Scenes from Chipp-A-Waters Park

Yesterday, after finishing a school program for fourth grade students at Vowles Elementary, I went down the road to Chipp-A-Waters Park for a short early-Spring walk.  Chipp-A-Waters has long been my favorite place to look for spring ephemeral wildflower.  While I was not realistically expecting to find any flowers, I was hopeful.

To make a long story short, I didn't find any wildflowers.  However, I did find a few interesting things to photograph.

Much of the back end of Chipp-A-Waters park is covered by floodplain forest.  One of the dominant species in this habitat was the Green Ash (Fraxinus pennsylvanica).  I say was, because most of the ash trees have died over the past few years - killed by Emerald Ash Borer larvae.  Over the past two years many of these trees have begun to blow down.

Wind-thrown Green Ash trees at Chipp-A-Waters Park

Although I did not find any flowers, I did find several patches of Wild Leeks (Allium tricoccom) poking through last year's leaf litter.  Wild Leeks, which are also known as Ramps, are a highly-sought-after edible plant.  Both the leaves and the underground bulb can be eaten.  They have a mild "onion" taste.  I highly recommend trying them.  If you plan on harvesting any of these to eat, make sure that every plant has an onion smell.  There are many look-a-likes, some of which are extremely toxic.  Unfortunately, it is not okay to harvest this plant from any of Mt.

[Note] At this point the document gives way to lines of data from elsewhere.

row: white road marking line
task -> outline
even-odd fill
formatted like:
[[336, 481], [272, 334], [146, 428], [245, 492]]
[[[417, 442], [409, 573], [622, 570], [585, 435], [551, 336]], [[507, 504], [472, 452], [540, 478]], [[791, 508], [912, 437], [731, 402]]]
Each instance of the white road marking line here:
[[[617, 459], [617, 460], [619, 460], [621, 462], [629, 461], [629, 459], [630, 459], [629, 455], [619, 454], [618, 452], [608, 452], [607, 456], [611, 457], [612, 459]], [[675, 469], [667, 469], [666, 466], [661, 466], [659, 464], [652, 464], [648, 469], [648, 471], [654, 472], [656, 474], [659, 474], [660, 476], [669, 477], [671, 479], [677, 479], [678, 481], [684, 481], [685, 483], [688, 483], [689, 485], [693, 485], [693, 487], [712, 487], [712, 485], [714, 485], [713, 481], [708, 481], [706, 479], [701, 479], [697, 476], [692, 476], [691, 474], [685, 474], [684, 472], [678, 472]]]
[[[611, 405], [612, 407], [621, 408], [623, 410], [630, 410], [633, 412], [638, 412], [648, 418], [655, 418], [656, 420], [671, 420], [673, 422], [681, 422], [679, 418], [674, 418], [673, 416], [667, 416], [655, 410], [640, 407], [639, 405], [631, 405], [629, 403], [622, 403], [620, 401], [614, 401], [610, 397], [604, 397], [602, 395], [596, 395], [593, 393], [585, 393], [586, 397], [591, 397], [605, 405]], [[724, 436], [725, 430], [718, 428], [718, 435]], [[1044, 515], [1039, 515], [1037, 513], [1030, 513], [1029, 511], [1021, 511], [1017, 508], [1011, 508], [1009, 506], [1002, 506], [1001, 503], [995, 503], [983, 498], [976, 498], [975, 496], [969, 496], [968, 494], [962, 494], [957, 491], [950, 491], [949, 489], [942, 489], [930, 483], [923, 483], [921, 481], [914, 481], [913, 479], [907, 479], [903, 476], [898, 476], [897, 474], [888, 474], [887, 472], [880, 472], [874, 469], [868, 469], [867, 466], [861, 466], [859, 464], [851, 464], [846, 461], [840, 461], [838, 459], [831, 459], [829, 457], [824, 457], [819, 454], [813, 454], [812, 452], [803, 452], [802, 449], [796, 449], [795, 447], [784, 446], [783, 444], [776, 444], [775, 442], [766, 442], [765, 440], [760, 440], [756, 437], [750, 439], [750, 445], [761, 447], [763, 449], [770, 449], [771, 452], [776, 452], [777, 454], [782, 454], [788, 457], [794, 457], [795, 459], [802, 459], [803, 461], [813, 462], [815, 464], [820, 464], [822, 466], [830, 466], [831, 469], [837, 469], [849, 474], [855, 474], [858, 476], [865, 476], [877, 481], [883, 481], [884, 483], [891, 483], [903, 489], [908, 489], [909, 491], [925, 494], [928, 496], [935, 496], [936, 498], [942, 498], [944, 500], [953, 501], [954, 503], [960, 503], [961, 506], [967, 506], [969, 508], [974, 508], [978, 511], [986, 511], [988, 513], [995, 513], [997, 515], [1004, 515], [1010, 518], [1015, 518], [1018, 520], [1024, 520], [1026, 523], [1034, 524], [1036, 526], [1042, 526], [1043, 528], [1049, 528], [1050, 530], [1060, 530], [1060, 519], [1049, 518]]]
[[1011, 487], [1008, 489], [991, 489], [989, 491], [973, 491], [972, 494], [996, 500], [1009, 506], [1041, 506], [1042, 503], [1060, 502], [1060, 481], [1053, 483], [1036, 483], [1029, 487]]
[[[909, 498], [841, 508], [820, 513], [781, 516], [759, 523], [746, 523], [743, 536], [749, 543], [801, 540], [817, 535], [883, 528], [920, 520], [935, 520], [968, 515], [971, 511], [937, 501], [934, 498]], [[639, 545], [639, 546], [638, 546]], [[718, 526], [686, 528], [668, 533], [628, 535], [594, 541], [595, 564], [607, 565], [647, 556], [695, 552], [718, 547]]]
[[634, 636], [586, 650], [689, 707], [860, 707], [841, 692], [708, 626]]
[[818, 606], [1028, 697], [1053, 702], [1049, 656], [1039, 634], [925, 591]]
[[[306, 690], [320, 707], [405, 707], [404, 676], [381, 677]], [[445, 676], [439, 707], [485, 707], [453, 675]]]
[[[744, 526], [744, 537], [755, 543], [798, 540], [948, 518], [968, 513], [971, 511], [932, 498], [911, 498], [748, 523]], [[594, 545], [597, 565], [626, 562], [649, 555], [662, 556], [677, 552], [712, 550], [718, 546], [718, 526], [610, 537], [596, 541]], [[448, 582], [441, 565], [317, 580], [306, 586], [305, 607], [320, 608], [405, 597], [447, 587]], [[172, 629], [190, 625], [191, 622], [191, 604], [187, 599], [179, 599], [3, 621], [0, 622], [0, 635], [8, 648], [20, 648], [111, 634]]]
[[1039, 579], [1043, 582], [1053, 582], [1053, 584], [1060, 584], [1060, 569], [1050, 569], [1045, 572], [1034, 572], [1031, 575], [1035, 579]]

Pleasant's parks - it is against park rules.

Wild Leek leaves

Wild Leek - leaves and last year's flower stalks

Wild leeks and Red Oak leaf

Besides the patches of Wild Leeks, the only green to be found was in patches of moss growing on logs and tree trunks.

Moss on a Green Ash log

Even though there was not much new growth to be found, there was still plenty to photograph, such as these oak leaves and acorn.  I really liked the dark, monochromatic look of this photo.

Leaves and acorn

Another subject that I found to photograph was the fertile fronds from last year's Cinnamon Ferns (Osmunda cinnamomea).

Last year's fertile frond

Many of these fronds can be found in low-lying areas of the park.  It was cold enough overnight that the water standing in many of these pools had developed a skim of ice.

Fern fronds in an icy pool

I didn't spend much time in the park, only about thirty minutes total, but I was happy just to get out into the woods.  I hope to be doing a lot more of that in the coming weeks as birds return and wildflowers begin to bloom.